(要約)

 入学式・始業式から約1ヶ月が経ちました。皆さんを見ていると新しい学年、新しいクラスで、新しい仲間との学校生活に少しずつ慣れてきている様子が感じられ、うれしく思っています。4月の始業式では、「こんなことにがんばりたい」とか「こんなことに挑戦してみたい」という自分自身の目標を持ち、その目標に向かって頑張ってほしい、というお話をしました。1ヶ月が経って、どうでしょうか。

 さて、今日は「ルールを守ろう」というお話をします。学校生活の中で、皆さんのまわりには、たくさんのルールがありますね。たとえば、ろうかは走らない、時間を守る、そうじをさぼらない、などです。では、どうしてルールがあるのでしょうか。学校の廊下を走ってはいけないのは、なぜでしょうか。そうですね。走ると自分が転んで痛いだけでなく、友だちとぶつかって、友だちに怪我をさせてしまうかも知れません。そして、時間を守ると、授業がスムーズに始まり、みんなが気持ちよく学ぶことができます。そうじをきちんとすると、教室がきれいになり、気持ちよく過ごせます。

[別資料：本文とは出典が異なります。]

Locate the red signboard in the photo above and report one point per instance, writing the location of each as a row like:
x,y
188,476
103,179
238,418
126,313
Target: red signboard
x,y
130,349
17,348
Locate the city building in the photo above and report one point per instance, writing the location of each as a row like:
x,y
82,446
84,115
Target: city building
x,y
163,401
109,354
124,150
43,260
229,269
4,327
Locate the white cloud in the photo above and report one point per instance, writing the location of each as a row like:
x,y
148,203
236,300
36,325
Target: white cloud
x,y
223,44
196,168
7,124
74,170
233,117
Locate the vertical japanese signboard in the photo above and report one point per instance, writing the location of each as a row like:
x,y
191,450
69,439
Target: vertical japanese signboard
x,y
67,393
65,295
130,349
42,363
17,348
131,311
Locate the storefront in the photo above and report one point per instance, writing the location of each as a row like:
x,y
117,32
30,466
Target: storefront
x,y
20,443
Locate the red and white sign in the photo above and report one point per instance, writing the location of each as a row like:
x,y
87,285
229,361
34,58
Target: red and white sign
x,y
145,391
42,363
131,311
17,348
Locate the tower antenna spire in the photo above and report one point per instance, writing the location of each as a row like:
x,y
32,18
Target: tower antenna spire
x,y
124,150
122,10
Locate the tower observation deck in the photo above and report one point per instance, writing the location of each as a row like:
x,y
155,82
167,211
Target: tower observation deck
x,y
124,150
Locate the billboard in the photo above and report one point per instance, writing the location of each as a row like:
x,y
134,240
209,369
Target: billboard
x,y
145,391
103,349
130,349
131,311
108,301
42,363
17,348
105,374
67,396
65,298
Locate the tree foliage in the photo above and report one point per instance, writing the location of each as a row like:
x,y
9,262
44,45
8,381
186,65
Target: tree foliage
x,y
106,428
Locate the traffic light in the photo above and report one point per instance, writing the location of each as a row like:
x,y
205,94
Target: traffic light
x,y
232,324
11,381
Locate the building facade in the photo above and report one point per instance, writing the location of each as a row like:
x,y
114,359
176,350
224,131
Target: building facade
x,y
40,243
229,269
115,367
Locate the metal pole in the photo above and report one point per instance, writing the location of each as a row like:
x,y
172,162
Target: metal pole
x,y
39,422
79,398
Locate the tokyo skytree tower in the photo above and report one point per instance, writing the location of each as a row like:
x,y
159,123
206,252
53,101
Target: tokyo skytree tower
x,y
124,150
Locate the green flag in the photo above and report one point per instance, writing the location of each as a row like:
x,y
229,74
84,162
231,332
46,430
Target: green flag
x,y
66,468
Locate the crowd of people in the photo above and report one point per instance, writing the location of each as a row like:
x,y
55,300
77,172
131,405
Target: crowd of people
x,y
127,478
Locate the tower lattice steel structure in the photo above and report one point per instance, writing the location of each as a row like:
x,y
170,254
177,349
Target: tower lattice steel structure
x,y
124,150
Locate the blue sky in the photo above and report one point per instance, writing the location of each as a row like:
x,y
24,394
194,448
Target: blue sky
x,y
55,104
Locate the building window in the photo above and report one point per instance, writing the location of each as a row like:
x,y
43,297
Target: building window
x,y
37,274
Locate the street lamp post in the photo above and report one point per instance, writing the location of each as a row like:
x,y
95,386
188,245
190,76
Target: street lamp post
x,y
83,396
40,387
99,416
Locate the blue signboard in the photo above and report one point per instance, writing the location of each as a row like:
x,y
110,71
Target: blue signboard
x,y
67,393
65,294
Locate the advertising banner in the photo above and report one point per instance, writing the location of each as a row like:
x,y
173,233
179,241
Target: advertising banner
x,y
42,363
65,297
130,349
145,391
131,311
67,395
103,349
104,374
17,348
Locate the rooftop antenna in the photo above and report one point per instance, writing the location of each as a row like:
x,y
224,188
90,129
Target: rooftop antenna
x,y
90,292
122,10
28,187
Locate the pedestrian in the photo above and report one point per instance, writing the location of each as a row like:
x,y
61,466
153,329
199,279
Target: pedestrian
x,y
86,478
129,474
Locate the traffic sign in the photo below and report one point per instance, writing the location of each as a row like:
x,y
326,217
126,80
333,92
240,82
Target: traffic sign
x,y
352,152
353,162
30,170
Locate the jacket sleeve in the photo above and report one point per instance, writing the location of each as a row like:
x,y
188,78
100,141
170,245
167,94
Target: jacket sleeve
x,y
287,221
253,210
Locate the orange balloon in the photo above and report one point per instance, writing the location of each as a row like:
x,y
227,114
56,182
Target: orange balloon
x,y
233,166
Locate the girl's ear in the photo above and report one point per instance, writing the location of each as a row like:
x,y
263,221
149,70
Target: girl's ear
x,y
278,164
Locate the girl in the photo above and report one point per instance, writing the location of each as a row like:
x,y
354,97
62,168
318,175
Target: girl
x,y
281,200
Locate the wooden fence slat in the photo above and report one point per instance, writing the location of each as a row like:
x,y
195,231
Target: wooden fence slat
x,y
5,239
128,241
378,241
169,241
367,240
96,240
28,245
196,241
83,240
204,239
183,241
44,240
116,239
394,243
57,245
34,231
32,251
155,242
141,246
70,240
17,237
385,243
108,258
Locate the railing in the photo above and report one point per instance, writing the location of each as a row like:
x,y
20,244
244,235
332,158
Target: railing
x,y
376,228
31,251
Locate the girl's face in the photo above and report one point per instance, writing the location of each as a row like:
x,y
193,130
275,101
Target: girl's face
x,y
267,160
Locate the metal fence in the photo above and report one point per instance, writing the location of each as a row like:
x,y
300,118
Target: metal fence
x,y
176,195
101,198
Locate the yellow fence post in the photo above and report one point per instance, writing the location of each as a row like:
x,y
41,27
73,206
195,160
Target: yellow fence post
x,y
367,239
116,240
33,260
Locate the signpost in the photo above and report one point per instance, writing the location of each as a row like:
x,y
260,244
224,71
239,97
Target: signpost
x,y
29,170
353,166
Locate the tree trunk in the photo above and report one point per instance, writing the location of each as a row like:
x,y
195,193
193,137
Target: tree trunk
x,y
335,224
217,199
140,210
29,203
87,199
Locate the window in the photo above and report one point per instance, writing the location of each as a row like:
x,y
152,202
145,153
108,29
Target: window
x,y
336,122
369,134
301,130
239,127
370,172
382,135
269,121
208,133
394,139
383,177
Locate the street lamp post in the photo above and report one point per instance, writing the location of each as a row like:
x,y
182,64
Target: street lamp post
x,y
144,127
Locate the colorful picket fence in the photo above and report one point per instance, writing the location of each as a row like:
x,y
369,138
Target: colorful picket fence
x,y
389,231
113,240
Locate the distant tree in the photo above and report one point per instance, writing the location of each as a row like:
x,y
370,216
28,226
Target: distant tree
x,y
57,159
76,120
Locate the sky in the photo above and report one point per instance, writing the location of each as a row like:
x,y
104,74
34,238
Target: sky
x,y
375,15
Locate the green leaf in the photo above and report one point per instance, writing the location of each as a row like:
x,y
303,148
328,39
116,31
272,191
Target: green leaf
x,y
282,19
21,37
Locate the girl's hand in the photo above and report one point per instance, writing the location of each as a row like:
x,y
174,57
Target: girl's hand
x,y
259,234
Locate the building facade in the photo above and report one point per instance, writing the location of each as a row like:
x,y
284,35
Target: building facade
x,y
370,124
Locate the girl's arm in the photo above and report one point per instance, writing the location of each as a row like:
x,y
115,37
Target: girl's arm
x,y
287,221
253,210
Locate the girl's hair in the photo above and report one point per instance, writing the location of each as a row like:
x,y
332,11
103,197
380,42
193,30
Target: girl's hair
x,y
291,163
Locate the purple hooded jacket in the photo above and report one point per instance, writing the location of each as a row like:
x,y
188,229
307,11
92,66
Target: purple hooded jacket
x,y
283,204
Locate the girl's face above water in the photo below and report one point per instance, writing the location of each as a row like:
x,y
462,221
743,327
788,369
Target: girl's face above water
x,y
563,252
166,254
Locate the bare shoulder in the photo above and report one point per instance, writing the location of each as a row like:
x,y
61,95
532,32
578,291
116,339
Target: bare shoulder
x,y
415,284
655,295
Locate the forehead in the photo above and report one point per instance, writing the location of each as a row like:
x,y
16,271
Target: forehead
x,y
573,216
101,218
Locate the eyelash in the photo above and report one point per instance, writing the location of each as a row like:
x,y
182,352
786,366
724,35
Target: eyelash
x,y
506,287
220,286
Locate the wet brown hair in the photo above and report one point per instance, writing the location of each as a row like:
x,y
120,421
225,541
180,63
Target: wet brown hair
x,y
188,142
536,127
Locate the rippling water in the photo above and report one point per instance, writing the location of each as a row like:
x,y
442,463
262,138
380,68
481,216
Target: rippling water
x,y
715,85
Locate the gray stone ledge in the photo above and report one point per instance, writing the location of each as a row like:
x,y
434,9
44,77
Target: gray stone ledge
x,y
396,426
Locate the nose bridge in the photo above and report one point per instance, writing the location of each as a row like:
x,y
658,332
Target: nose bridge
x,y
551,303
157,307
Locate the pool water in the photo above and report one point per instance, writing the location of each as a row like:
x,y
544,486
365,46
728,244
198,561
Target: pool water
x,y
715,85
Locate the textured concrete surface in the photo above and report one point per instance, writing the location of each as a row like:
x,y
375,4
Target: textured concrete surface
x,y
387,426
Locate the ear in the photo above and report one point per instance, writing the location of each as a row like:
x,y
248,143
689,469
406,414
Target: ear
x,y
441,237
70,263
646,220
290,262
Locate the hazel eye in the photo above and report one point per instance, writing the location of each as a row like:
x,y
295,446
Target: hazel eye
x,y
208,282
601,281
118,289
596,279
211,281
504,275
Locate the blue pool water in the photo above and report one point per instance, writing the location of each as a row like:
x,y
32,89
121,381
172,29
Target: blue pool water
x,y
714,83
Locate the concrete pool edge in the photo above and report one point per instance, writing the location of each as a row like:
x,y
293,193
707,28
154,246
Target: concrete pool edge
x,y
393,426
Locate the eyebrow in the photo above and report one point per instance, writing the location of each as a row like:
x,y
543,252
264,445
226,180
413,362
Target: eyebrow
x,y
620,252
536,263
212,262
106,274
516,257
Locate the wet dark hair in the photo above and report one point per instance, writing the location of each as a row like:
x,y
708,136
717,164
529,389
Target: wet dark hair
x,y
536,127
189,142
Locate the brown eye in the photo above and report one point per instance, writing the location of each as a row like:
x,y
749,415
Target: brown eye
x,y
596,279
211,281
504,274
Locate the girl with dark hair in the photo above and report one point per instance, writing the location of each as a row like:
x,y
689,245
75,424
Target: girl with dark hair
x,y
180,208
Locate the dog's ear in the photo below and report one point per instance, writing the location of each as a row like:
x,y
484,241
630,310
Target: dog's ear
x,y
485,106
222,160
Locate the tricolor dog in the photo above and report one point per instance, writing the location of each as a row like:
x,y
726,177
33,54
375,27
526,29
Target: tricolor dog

 もし、これらのルールがなかったらどうなるでしょう。ろうかはぶつかる人でいっぱいになり、教室は汚れ、授業もなかなか始まらなくなるかもしれません。そうなると、学校は楽しい場所ではなくなってしまいます。ルールを守ることは、「自分を守ること」と「友だちを守ること」の両方につながっています。一人ひとりがルールを大切にすると、学校はもっと楽しく、気持ちのよい場所になります。そして、ルールを守れる人は、「この人は約束を守れる人だ」と思ってもらえます。友だちからの信頼も高まります。

 でも、ときどき「どうしてこのルールがあるのかな?」と思うこともあるかもしれません。そんなときは、理由を考えてみてください。きっと、みんなのためになる理由が見つかるはずです。「けがをしないためかな」「みんなが気持ちよく過ごすためかな」と考えることで、ルールの大切さがよく分かります。そして、さらにより良いルールにしていくために、自分の意見を持つことも大切です。

 今日からまた、ルールをしっかり守って、安心で楽しく過ごせる学校をつくっていきましょう。これでお話を終わります。